Илья напоследок еще раз взглянул на Ксению, развернулся и направился вслед за Алексеем. Монахини дружно расступились, пропуская их.
Илья и Алексей, быстрым шагом пересекли монастырский двор и через Святые ворота вышли наружу, где их поджидала дружина. По их печальным лицам ратники прочли, что их затея не увенчалась успехом, и не стали задавать ненужных вопросов. Илья сел на коня и тронул узду. Умное животное, словно понимая настроение хозяина, легким шагом тронулось по дороге.
– Куда путь держим, обратно в Москву? – спросил один из ратников у Алексея.
Тот кивнул головой.
– Разбейтесь на группы, точно также как и приехали и возвращайтесь, – произнес он. – Мы будем замыкающими, если что-то не так, пришлите гонца предупредить.
Дорога назад казалась утомительно длинной. Илья молчал. Василий и Алексей пытались развеселить его, но все было тщетно. Оставался последний отрезок пути до Москвы.
– Гляди, по-моему, Волчонок скачет, – Василий поднял руку, указывая в даль.
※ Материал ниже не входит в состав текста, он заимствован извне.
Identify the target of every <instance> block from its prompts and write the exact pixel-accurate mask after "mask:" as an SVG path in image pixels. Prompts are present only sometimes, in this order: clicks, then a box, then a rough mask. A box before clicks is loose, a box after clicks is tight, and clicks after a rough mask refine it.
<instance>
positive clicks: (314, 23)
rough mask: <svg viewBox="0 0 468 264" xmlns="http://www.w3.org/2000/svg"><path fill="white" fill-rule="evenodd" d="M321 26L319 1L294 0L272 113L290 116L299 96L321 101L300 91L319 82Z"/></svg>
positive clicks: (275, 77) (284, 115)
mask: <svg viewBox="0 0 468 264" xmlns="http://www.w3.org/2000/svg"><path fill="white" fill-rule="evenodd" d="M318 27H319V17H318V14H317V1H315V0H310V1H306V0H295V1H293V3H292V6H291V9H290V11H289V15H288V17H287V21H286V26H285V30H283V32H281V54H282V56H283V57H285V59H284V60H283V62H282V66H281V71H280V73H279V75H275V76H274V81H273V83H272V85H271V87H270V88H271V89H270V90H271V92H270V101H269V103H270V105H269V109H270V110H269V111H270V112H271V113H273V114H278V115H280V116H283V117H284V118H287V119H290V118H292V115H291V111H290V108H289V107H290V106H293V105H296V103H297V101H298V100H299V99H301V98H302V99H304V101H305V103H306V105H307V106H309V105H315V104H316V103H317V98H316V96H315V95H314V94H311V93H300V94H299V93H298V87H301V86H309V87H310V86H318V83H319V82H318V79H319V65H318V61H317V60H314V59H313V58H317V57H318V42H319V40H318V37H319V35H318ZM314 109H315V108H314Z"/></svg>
И действительно, зоркий глаз мог разглядеть на дороге фигуру всадника, смутно напоминающую Волчонка, скачущего во весь опор. Друзья выжидающе остановили коней.
– Наверное, что-то стряслось, – констатировал Василий, – смотри, как летит, ведь загонит животину.
По раскисшему под осенними дождями Старомынскому тракту скакал Волчонок, он стремился как можно быстрее найти хозяина. Письмо, зашитое в подкладке шерстяного чекменя и двугривенник на дорогу, предавали ему дополнительной смелости и скорости. Завидя Илью, он немного попридержал лошадь, переведя ее с бега на шаг.
– Волчонок, ты какими судьбами, – поприветствовал его Василий.
Волчонок развязал кушак и осторожно подрезал кинжалом заплатку на чекмене с внутренней стороны. Поковырявшись грязной рукой внутри, он извлек на свет Божий запечатанное послание и протянул его Илье. Тот взял его в руки, аккуратно вскрыл и пробежал глазами содержимое.
– Дорогой Илюша, – писал Захар Петрович, к великому моему сожалению, сообщаю тебе, что наше предприятие провалилось, не безызвестный тебе человек, именем которого мы все так гордились, схвачен и до суда царского и Божьего находится в Разбойном Приказе. Советую тебе на некоторое время покинуть Москву, во избежание ненужных вопросов, которые могут возникнуть у людей, которые верно служат человеку именующим себя Дмитрием. Как только все неприятности улягутся, тебя известят. Я надеюсь, если ты читаешь это письмо, та ниточка при помощи, которой я тебя нашел, останется целой. Я временно тоже покину столицу, дела торговые требуют моего присутствия на Урале. Желаю тебе удачи и счастья, с уважением…
Илья разорвал послание и бросил в лужу под копыта коня.
– Что стряслось? – озабоченно спросил Алексей.
– Схватили Шуйского, мне в Москву нельзя ехать, заговор провален. Там, в Разбойном Приказе, неверное уже начались допросы и аресты.
– Что думаешь делать?
– Не знаю Леха, но мне как-то не по душе висеть вздернутым на дыбе.
– Знаешь что, а езжай-ка ты, так и планировалось ранее в свои калужские земли, за одно и полюбуешься на свою собственность, да Волчонка с собой прихвати, чтоб скучно не было. А мы с Василием поедем в столицу, а как все уляжется, сообщим тебе, что да как.
– Завидую тебе Илья, – пошутил Василий, – парное молоко и свежие яйца на завтрак, деревенская тишина да треск дров в русской печи, крепостные крестьянки в пестрых сарафанах и цветастых платках, русская баня, хмельной мед да умелые женские ручки, приятно охаживающие твое распаренное тело березовым веником. Не жизнь, а малина, правда, Леха? А что нас ждет в Москве, – продолжал разглагольствовать Василий, – постылая служба по охране царских ворот, холодные серые стены Арсенальной и Спасской башен, да изредка по вечерам походы в Стрелецкую слободу в поисках скудных развлечений.